FAN_CURVE_TEMPS and FAN_CURVE_PWM define the fan curve as matched pairs. Both must have the same number of entries, and temperatures must be in ascending order. The defaults keep fans off below 32°C, ramp gradually through the mid range, and hit full speed at 50°C. For a more aggressive curve, you might use 28,35 and 0,255 — fans off below 28°C, full blast at 35°C. For a quieter system, extend the ramp: 30,40,50,60 and 0,60,160,255.

POLL_INTERVAL sets the sleep duration between checks. 15 seconds is a reasonable default. GPU temperatures change slowly under sustained load, so polling more frequently than every 5 seconds offers little benefit.

Running

git clone https://github.com/fgheorghe/ai-rig-gpu-fan-control.git
cd ai-rig-gpu-fan-control
cp .env.template .env
# Edit .env with your GPU UUIDs and fan channel numbers
docker compose up -d

Check that it is working:

docker compose logs -f

Expected output:

gpu-fan-controller  | 2026-05-20 12:00:15 - Max GPU temp: 34°C → PWM: 32/255 (~12%) [channels: 1,2,3,4]
gpu-fan-controller  | 2026-05-20 12:00:30 - Max GPU temp: 36°C → PWM: 64/255 (~25%) [channels: 1,2,3,4]
gpu-fan-controller  | 2026-05-20 12:00:45 - Max GPU temp: 42°C → PWM: 179/255 (~70%) [channels: 1,2,3,4]

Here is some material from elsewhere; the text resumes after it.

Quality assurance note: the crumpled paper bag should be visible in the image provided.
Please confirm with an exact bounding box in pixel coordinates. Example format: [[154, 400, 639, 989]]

The container restarts automatically on reboot (restart: unless-stopped), so once it is running, it stays running.

Conclusion

Passively cooled data centre GPUs are cheap and capable, but they need active cooling in anything other than a purpose-built server chassis. A USB fan controller like the Aqua Computer OCTO, combined with a simple bash script running in a Docker container, provides temperature-reactive fan control with no dependencies beyond nvidia-smi and Linux hwmon. The entire configuration lives in a .env file, making it easy to adjust fan curves, select GPUs, and choose fan channels without touching the script itself.